Proteins JCSG 3gb0 Acta
Acta Crystallographica Section D: Biological crystallography appreciates the presentation of articles covering any aspect of structural biology, with special emphasis on the structures of biological macromolecules and the methods used to determine them. Reports on new protein structures, like structure-function articles which could include crystallographic binding studies or structural analysis of mutants or other modified forms of a known protein structure.
The key criterion is that such items must present new knowledge about biology, chemistry or structure. Articles on crystallographic methods should be geared towards biological crystallography and may include new approaches to any aspect of the determination or analysis of structures. Articles on the crystallization of biological molecules will be accepted as long as they focus on new methods or other characteristics that are of general importance or applicability.

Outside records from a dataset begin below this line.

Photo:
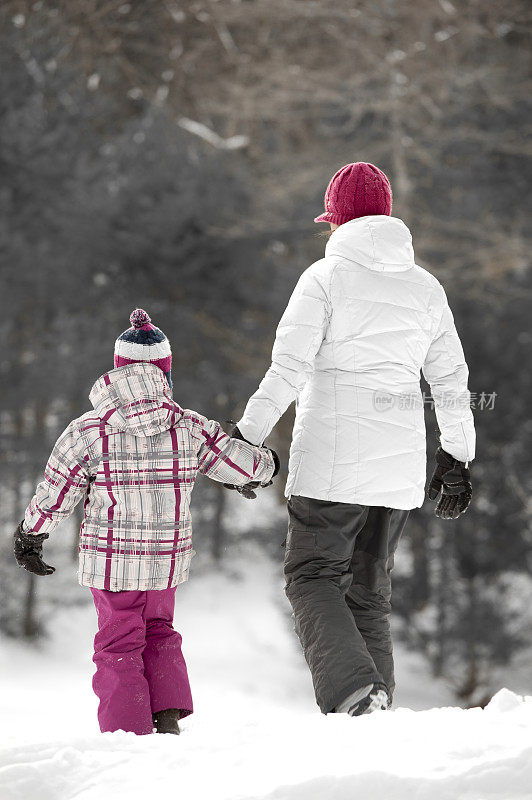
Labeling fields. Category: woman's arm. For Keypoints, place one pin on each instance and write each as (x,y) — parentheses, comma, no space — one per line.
(299,336)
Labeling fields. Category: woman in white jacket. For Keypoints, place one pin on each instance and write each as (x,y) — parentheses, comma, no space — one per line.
(361,325)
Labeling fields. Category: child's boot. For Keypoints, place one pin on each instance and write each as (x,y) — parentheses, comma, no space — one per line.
(167,721)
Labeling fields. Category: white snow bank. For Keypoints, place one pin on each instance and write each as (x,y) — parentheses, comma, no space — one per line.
(256,732)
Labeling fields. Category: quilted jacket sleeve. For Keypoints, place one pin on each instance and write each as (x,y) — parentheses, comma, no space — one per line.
(446,371)
(299,336)
(65,483)
(231,460)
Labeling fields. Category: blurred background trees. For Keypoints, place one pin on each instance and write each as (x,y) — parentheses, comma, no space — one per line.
(172,155)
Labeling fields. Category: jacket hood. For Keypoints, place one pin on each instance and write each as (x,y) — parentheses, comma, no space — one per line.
(135,398)
(377,242)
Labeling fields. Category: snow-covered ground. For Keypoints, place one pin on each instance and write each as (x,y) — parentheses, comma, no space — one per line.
(256,731)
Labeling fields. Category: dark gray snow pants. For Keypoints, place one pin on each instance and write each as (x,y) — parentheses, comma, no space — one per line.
(338,561)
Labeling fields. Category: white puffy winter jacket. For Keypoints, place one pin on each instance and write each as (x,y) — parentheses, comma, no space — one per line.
(360,325)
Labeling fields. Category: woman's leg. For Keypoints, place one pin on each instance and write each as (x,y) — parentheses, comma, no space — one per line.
(319,549)
(119,680)
(370,592)
(164,665)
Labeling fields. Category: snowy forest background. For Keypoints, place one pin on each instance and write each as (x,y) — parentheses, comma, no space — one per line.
(173,155)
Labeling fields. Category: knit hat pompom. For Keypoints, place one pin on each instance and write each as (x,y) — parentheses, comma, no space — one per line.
(138,318)
(144,342)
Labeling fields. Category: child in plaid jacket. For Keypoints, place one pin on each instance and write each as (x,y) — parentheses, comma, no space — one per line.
(134,460)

Molecular substitution phase remains difficult for targets that are far from the search model or in situations where the the crystal diffracts only weakly or with low resolution. Here the process of determination and improvement of the structure of Cgl1109, a putative succinyl diaminopimelate desuccinylase from Corynebacterium glutamicum, at a resolution of 3 A˚ is described using a combination of homology modeling with MODELLER, molecular substitution phase with Phaser, refinement of the deformable elastic network (DEN) and automated model building using AutoBuild in a semi-automated way,followed by final refinement cycles with phenix.refine and Coot.
This difficult case of molecular replacement illustrates the power to include DEN constraints derived from a boot model to guide the movements of the model during refinement. Resulting improved model phases provide a better start points for automated model building and producing more significant difference peaks in anomalous Fourier difference maps to locate anomalous scatterers than standard ones refinement. This example also illustrates a current limitation automated procedures that require manual adjustment of Local sequence misalignments between the homology model and the target sequence.